Well over 1,000 families were able to restock their pantry shelves Saturday thanks to efforts by a local civic club and the Bulloch County Board of Education.

A food drop of more than 80,000 pounds of groceries lasted only a few hours but helped an amazing number families in need, said DeWayne Grice, head of the Bulloch County Volunteer Organizations Active in Disaster, or VOAD, which helped organize the event.

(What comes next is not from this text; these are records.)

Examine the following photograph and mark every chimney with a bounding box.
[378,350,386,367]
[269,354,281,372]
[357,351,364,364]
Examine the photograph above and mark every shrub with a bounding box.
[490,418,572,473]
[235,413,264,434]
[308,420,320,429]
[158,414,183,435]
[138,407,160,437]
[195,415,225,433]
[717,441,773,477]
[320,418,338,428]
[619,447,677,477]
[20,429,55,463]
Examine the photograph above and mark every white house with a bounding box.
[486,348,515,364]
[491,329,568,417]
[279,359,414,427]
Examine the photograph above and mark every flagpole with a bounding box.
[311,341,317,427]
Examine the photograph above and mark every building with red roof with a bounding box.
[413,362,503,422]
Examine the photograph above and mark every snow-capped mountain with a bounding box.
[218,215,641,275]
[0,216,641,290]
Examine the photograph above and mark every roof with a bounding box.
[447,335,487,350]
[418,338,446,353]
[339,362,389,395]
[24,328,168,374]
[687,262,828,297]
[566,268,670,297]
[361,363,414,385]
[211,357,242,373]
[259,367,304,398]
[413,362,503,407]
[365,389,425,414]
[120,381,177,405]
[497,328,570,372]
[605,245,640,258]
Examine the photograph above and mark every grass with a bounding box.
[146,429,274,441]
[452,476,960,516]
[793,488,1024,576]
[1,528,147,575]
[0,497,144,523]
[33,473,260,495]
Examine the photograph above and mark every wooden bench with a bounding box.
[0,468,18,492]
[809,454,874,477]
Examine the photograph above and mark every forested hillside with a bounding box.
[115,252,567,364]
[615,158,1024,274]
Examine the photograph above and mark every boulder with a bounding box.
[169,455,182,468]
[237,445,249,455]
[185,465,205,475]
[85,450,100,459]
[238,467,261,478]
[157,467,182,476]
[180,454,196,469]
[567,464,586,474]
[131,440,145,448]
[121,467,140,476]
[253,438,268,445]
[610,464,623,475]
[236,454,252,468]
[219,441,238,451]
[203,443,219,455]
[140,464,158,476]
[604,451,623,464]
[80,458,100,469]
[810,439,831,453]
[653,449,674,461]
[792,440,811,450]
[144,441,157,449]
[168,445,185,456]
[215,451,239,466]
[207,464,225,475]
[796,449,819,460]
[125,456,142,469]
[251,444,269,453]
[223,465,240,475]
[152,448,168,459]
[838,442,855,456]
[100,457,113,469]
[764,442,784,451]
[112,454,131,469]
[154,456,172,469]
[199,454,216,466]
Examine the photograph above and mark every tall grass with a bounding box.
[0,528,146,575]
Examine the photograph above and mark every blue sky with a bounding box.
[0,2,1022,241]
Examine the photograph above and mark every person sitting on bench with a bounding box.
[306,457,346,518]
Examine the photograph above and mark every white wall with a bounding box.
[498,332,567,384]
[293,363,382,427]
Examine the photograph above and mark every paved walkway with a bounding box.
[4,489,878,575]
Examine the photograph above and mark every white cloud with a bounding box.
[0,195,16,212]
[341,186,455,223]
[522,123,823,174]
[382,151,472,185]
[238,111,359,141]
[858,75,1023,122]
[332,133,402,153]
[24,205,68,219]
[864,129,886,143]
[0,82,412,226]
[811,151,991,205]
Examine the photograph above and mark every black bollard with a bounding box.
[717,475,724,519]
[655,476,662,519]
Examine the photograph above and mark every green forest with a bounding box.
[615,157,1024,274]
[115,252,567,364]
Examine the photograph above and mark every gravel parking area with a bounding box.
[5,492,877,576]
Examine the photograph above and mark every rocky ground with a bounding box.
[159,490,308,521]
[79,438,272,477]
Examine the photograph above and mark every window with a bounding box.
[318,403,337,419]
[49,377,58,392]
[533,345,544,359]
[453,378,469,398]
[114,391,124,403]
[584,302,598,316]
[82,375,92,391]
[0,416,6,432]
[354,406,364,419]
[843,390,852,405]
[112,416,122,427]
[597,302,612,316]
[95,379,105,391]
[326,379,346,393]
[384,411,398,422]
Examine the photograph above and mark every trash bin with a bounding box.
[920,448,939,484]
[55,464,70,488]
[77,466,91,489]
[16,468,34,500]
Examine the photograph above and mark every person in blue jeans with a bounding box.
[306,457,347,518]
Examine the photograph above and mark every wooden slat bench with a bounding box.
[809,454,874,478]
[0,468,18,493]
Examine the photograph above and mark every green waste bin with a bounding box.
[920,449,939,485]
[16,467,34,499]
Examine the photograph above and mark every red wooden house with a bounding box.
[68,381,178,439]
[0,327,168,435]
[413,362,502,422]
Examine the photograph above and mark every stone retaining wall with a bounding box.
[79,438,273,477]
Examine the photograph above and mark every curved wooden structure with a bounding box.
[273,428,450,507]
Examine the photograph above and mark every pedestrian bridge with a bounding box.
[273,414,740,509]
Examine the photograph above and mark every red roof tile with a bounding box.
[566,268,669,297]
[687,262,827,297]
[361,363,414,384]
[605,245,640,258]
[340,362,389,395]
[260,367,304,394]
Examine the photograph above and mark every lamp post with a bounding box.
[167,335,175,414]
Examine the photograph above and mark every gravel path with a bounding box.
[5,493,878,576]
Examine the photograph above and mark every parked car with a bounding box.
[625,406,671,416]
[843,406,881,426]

A $5,000 donation by the Kiwanis Club of Statesboro helped get the food from Second Harvest in Savannah, he said. Volunteers from the club, as well as VOAD and Bulloch County Schools, gathered at Julia P. Bryant Elementary School on Saturday to distribute the food. The concern over a two-week gap between the BOE’s Feed-a-Kid summer meal program and the start of school, where kids get breakfast and lunch, was the focus of the food drop, said Statesboro Kiwanis Club President Chris Caplinger.

The event “went well, and seemed to move very quickly,” he said.

Kiwanis addresses the needs and concerns of children, and club members reached out to the BOE and VOAD to find a way to make sure children and their families did not go hungry, he said.

Bulloch County BOE member Mike Sparks was one of the volunteers who spent the morning handing out several days’ worth of food to families who attended the food drop.

The event was “well organized, and there were plenty of volunteers,” he said.

“Everybody was concerned” about the two weeks when kids in need would not get school-provided meals, he said.

“The turnout was awesome,” Grice said. “We had some extra pallets of food, so we were able to help more than the 1,000 families we expected.”

The BOE summer meal program ended July 31. School is slated to start Aug. 17.

Plans to provide meals for students who take virtual classes are being discussed, Grice said.